A tre mesi dall’insediamento di Macron, possiamo dire che l’entusiasmo era prematuro e non poco ideologico. Certo, l’alternativa era di gran lunga peggiore per l’UE e la netta sconfitta di Marine LePen offriva ragione di celebrazione. Sulle principali questioni di politica estera, però, Macron sembra voler seguire i dettami di una tradizionale politica di potenza francese più che l’approccio europeista sognato da molti. Si muove cioè nel solco di un gaullismo temperato che rivela molte assonanze con gli anni di Sarkozy all’Eliseo. Lo abbiamo visto bene nelle prese di posizione sui migranti, nelle iniziative diplomatiche unilaterali sulla Libia, nell’ortodossa difesa delle imprese nazionali, nel bizzarro tentativo di costruire una sorta di rapporto privilegiato e paritario con Donald Trump (e le interazioni ad alto tasso di machismo con il Presidente statunitense paiono costituire un elemento chiave della simbologia macroniana, tutta tesa a rimarcare la rinnovata centralità francese nel contesto internazionale).
Cosa muove e spiega questi atteggiamenti? Soprattutto, quanto realistica è la linea finora adottata?
Vi è, appunto, l’ostentata affermazione dell’impegno a difendere senza cedimenti l’interesse nazionale del paese, scontrandosi se necessario con gli stessi partner europei. Opera il convincimento che la Francia disponga di risorse di potenza – a partire da quelle militari – che possono essere spese per ottenere vari dividendi diplomatici. E agisce, infine, un preciso calcolo politico: l’idea, cioè, che il basso profilo di Hollande abbia contribuito a eroderne consenso e popolarità; che esibire i muscoli, rimarcando il peso e il ruolo della Francia in Europa e nel mondo, possa contribuire a rafforzare l’immagine di Macron come leader dinamico e incisivo.

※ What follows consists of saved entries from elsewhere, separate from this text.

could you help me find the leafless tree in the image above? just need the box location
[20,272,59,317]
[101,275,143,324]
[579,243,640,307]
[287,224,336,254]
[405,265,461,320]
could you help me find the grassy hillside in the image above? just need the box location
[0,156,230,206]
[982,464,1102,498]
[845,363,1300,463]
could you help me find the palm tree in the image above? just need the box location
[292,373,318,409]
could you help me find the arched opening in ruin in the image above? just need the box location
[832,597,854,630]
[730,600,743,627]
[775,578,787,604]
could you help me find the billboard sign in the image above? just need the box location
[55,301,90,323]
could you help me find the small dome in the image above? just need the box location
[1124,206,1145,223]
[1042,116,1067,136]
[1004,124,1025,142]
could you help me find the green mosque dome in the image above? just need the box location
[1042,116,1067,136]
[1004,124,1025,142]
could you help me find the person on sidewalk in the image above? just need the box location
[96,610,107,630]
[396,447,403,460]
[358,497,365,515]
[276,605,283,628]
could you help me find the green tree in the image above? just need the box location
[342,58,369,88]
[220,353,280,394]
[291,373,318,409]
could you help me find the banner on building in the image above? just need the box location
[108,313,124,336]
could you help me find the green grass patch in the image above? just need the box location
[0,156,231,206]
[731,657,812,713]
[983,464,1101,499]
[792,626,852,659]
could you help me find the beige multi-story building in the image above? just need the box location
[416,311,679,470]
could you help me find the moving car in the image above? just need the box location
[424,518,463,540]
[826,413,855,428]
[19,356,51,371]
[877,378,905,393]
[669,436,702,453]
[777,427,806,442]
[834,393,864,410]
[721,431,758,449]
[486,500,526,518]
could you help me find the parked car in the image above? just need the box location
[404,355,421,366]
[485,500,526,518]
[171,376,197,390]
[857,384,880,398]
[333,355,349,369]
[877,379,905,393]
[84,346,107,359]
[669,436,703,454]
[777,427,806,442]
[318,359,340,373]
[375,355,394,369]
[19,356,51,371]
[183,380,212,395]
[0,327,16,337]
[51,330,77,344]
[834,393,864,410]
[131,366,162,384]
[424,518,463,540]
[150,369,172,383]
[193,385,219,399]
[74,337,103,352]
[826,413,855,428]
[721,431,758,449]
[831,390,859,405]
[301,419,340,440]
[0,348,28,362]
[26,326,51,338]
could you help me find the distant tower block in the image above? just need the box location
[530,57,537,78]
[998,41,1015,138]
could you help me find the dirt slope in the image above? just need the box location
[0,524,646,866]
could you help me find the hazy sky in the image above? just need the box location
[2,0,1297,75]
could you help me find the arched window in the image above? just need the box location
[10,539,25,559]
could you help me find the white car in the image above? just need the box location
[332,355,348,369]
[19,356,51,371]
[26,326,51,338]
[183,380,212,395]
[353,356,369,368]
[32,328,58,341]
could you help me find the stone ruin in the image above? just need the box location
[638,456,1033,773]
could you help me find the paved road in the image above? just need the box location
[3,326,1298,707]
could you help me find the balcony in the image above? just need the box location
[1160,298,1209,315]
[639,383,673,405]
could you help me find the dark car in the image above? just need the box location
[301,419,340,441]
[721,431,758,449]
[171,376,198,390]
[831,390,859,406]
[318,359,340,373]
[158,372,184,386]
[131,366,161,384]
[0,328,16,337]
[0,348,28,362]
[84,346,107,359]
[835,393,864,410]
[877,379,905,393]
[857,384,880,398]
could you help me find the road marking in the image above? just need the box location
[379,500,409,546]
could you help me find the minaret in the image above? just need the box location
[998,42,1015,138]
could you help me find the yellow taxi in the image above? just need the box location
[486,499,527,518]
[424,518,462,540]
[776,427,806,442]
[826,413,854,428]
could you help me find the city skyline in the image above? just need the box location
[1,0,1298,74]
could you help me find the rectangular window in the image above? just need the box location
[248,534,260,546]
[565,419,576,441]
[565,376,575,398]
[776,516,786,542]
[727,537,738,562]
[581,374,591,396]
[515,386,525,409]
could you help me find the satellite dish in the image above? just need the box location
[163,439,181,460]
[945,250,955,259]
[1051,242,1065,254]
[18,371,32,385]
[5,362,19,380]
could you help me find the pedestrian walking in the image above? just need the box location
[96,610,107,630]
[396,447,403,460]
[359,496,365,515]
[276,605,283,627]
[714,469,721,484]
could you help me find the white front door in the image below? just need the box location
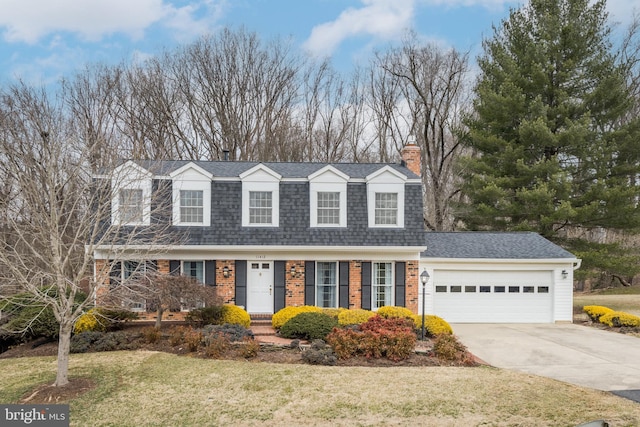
[247,262,274,314]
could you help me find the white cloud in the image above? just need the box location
[0,0,223,44]
[303,0,416,57]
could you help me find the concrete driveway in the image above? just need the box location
[453,323,640,394]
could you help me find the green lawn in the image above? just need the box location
[1,351,639,426]
[574,285,640,317]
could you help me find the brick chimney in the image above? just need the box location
[401,142,421,177]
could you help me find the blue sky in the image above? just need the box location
[0,0,637,86]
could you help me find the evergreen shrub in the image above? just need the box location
[412,314,453,336]
[272,306,322,329]
[279,311,338,340]
[221,305,251,328]
[583,305,614,323]
[337,308,375,326]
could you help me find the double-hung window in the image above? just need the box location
[180,190,204,223]
[183,261,204,284]
[119,189,143,224]
[249,191,273,225]
[373,262,393,309]
[374,193,398,225]
[317,192,340,225]
[316,262,337,308]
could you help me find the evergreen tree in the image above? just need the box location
[460,0,640,280]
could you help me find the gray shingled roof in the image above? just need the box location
[422,232,576,259]
[129,159,420,180]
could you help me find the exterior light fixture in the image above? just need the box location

Non mancano, anche da noi, gli ammiratori del giovane Presidente francese. Coloro che chiedono di prenderne a modello l’inflessibile impegno a tutelare e promuovere l’interesse della nazione. Molto vi sarebbe da dire su un concetto – quello appunto d’“interesse nazionale” – non di rado declinato in modo statico e a-storico; senza la consapevolezza, cioè, che per la Francia come per gli altri principali attori europei esso sia stato perseguito con più efficacia quando inserito dentro una cornice europea (come gli agricoltori francesi dovrebbero peraltro ben sapere). Indebolire l’Europa nel tentativo di bilanciare l’indiscussa superiorità tedesca, come Macron e i suoi consiglieri vorrebbero fare, rischia insomma di danneggiare lo stesso interesse della Francia.
Quel che però più colpisce di queste prime scelte politiche, e della retorica che le accompagna, è il loro evidente velleitarismo. Per fare una simile politica di potenza bisogna avere risorse di cui la Francia, da sola, proprio non dispone. Lo evidenziano, implacabili, i dati sulla competitività economica del paese: dall’alto tasso di disoccupazione a un PIL e una produttività che crescono poco a un sistema educativo efficiente, sì, nel produrre élites riconosciute, molto meno nel formare una forza lavoro qualificata e adattabile. E lo rivela, con disarmante chiarezza, una bilancia commerciale che mostra un -3/4% annuo (contro il + 7/8% della Germania) e un saldo attivo con gli Usa che è solo la metà di quello italiano e meno di un quarto di quello tedesco. È da questi dati, più che dalle interminabili strette di mano con Trump, che Macron farebbe bene a partire nel suo tentativo di rinnovare una Francia che, senza Europa o con un’UE ancor più debole, può fare davvero poco o nulla.